Overview of business continuity with Azure SQL Database
Applies to:
Azure SQL Database
Business continuity in Azure SQL Database refers to the mechanisms, policies, and procedures that enable your business to continue operating in the face of disruption, particularly to its computing infrastructure. In most cases, SQL Database handles the disruptive events that might happen in the cloud environment and keep your applications and business processes running. However, there are some disruptive events that cannot be handled by SQL Database automatically, such as:
- User accidentally deleted or updated a row in a table.
- Malicious attacker succeeded to delete data or drop a database.
- Earthquake caused a power outage and temporarily disabled datacenter or any other catastrophic natural disaster event.
This overview describes the capabilities that SQL Database provides for business continuity and disaster recovery. Learn about options, recommendations, and tutorials for recovering from disruptive events that could cause data loss or cause your database and application to become unavailable. Learn what to do when a user or application error affects data integrity, an Azure region has an outage, or your application requires maintenance.
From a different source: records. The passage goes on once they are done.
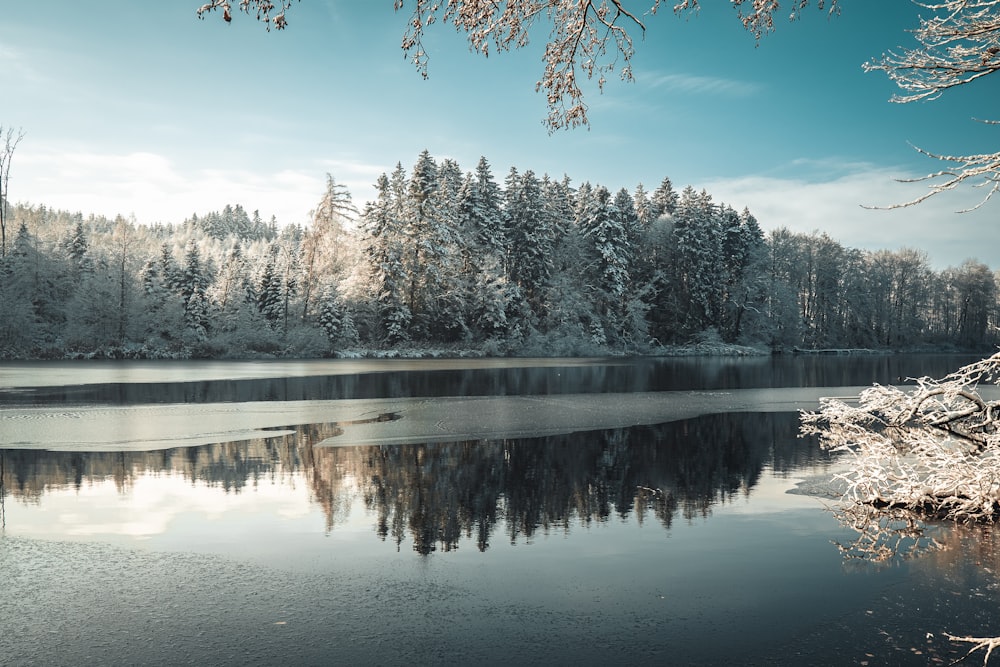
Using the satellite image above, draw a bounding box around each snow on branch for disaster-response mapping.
[864,138,1000,213]
[801,354,1000,522]
[198,0,292,30]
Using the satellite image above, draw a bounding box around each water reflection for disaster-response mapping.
[0,355,977,405]
[0,413,827,554]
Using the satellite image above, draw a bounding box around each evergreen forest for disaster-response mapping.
[0,151,998,359]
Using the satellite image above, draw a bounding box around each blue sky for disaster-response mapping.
[0,0,1000,268]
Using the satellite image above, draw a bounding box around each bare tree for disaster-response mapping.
[0,125,24,257]
[198,0,839,130]
[198,0,1000,210]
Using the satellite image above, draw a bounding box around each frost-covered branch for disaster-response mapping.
[198,0,839,130]
[802,354,1000,521]
[864,0,1000,102]
[198,0,292,30]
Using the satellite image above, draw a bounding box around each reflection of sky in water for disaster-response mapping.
[0,359,1000,665]
[5,452,829,556]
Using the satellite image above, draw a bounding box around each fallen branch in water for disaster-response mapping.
[801,354,1000,522]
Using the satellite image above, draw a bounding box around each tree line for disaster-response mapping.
[0,151,998,358]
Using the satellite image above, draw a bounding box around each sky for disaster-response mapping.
[0,0,1000,269]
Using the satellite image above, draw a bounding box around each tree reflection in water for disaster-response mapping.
[2,413,828,554]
Features that provide business continuity
From a database perspective, there are four major potential disruption scenarios:
- Local hardware or software failures affecting the database node such as a disk-drive failure.
- Data corruption or deletion typically caused by an application bug or human error. Such failures are application-specific and typically cannot be detected by the database service.
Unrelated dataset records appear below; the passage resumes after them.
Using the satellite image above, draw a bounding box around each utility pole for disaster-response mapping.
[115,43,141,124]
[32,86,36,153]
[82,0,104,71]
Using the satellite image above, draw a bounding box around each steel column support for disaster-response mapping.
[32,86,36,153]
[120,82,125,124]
- Datacenter outage, possibly caused by a natural disaster. This scenario requires some level of geo-redundancy with application failover to an alternate datacenter.
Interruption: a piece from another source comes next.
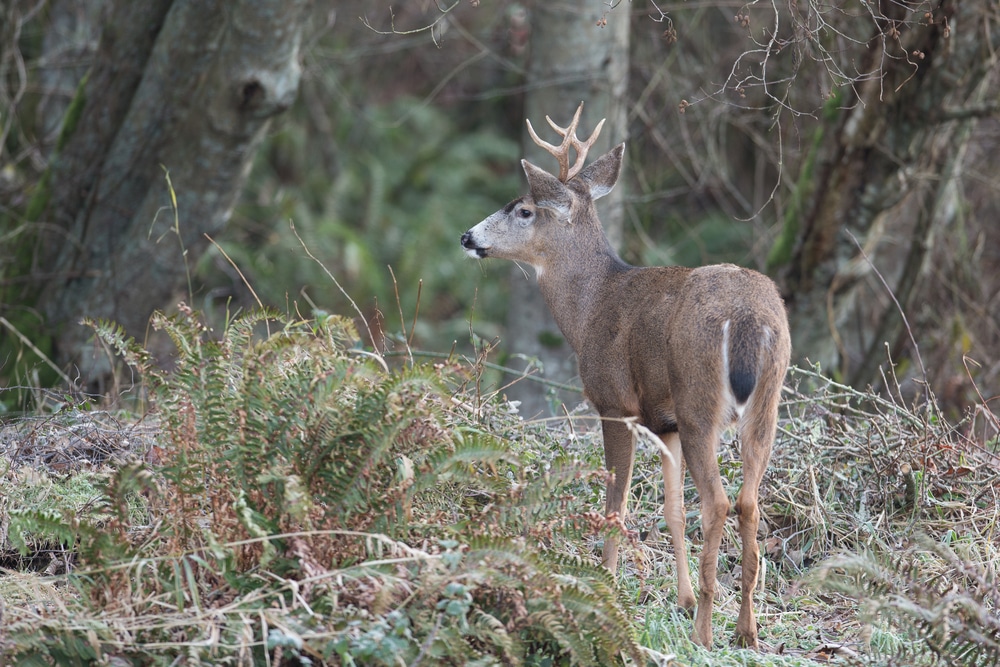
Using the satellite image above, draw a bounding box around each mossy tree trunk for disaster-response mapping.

- Upgrade or maintenance errors, unanticipated issues that occur during planned infrastructure maintenance or upgrades might require rapid rollback to a prior database state.
To mitigate the local hardware and software failures, SQL Database includes a high availability architecture, which guarantees automatic recovery from these failures with up to 99.995% availability SLA.
To protect your business from data loss, SQL Database automatically creates full database backups weekly, differential database backups every 12 or 24 hours, and transaction log backups every 5 - 10 minutes. By default, backups are stored in redundant storage for seven days for all service tiers. All service tiers except Basic support configurable backup retention period for point-in-time restore of up to 35 days.
SQL Database also provides several business continuity features that you can use to mitigate various unplanned scenarios.
- Built-in automated backups and Point in Time Restore enables you to restore complete database to some point in time within the configured retention period up to 35 days.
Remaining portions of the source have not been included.